This is the first in a series of articles that will explore how an important new approach to managing prospects and customers can help you obtain perpetual sales growth.
You hear it so often these days that it has become cliché: that sales growth comes in waves. It’s a notion that suggests you ride the crest of a boom in good times, and put your endurance to the test in tough times when the phone stops ringing.
Buying into that kind of thinking can seriously hamper growth and undermine the earning potential of every salesperson in your organization. Just as important, that way of looking at the world is based on a fallacy—that a boom-bust dynamic is simply the nature of sales in any industry and that you have to accept it as part of a feast-or-famine way of doing business.
Not true! In fact, it’s a choice you make about whether you want to accept the boom-bust cycle as part of your business, or whether you opt to work harder to find a better way to manage your work and your staff.
A better way: your spiral pipeline
As a sales trainer and coach skilled at helping organizations sell more in less time, here’s how I describe that better way: build and maintain a spiral pipeline of prospecting and closing for your organization.
No more laying pipe in a straight line anticipating nothing. Your spiral pipeline makes a full 360-degree turn while constantly moving forward. It means you make the choice to build an industrial-grade sales force that can anticipate, respond and propel—generating your best sales ever, month-over-month, year after year.
Making the choice
Understand the difference between accepting the status quo and embracing this more dynamic way of looking at your sales force.
Living through a boom-bust sales cycle is like being in a small ship on the high seas, rolling and pitching. You might be slowly moving forward, but your immediate problem is that you’re at the mercy of an endless barrage of unpredictable waves tossing you up and down. Ask anyone who has ever endured these conditions—plenty of people (me included) are bound to get seasick!
On the other hand, having a spiral pipeline is like being on a ship equipped with stabilizers, helping you cut through the rough patches so you can build speed and enjoy a steady, smooth ride. You spend far less time reacting constantly to perpetually changing conditions, and instead you can keep your eye fixed on the horizon and chart a profitable course ahead.
Let’s put this in practical terms: if your business bounces back and forth regularly between 150% quota attainment and 30% quota attainment, you are putting a lot of unnecessary strain on resources. Uncertainty can demoralize even your best salespeople, it sure doesn’t help with cash flow, and like that little ship in rough waters, your staff are left casting about madly between closing and prospecting. Who would choose to put themselves through all of that, especially when it’s entirely preventable?
Your spiral pipeline in three steps
Making the choice to build a spiral pipeline for your sales starts with engaging three core activities in your organization. And continuing these three core activities every day. That’s the key to the spiral pipeline, it’s continual. I’m going to highlight these for you now, and in future articles in this series, we will explore each one of these points in greater detail.

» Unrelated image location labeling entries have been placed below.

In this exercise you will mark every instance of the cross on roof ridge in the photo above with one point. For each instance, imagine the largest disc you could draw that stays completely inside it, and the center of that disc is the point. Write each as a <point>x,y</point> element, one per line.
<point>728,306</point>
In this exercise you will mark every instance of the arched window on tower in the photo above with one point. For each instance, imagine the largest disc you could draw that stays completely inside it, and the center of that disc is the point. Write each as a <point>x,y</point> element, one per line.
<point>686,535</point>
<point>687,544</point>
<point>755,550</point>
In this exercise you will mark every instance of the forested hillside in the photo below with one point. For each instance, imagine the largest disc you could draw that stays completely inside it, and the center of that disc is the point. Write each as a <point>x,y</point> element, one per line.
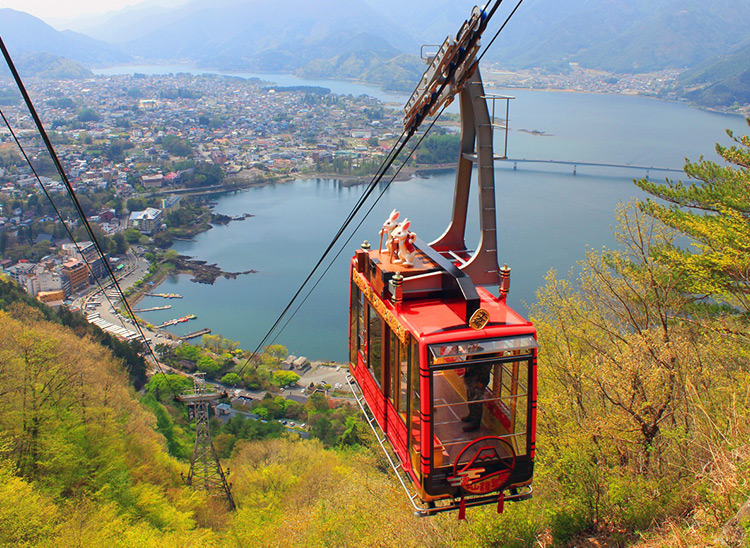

1. Engage in client attraction: This is about creating a steady input of prequalifying leads so you have a steadily overflowing sales pipeline. By doing this, you will discover that there is a significant overlap between your sales and marketing roles.
2. Participate post-sale: In the past, companies would say to their sellers that a sale was closed once they had a signed contract—they could move on to the next prospect. That’s not the case anymore. Based on what I am seeing in top-ranked sales organizations today, I believe that the sale is closed only after the customer starts their implementation process. Not only does it demonstrate to the customer that you’re on hand to ensure a quick transition, it also builds trust and creates ideal conditions for leveraging client satisfaction to assist in new opportunities.
3. Create growth opportunities: Stay engaged with clients post-sale through their implementation process to make sure they are receiving full value from what they bought from you. If the client doesn’t perceive that they have received full value, then a growth opportunity has been missed. Don’t make that mistake. Satisfied clients who are sold on the value of your product or service can create new growth opportunities—helping you in the product- and service-creation process, introducing you to a new market, and creating new customers.
Summing up
The three steps I have outlined for you are the foundation on which you will be building your spiral pipeline for continual and consistent revenue generation. In forthcoming articles in this series, we will explore in greater detail how to implement each step so that you can continue adding new segments to an ever-growing pipeline…and achieve a steadily growing record of sales success.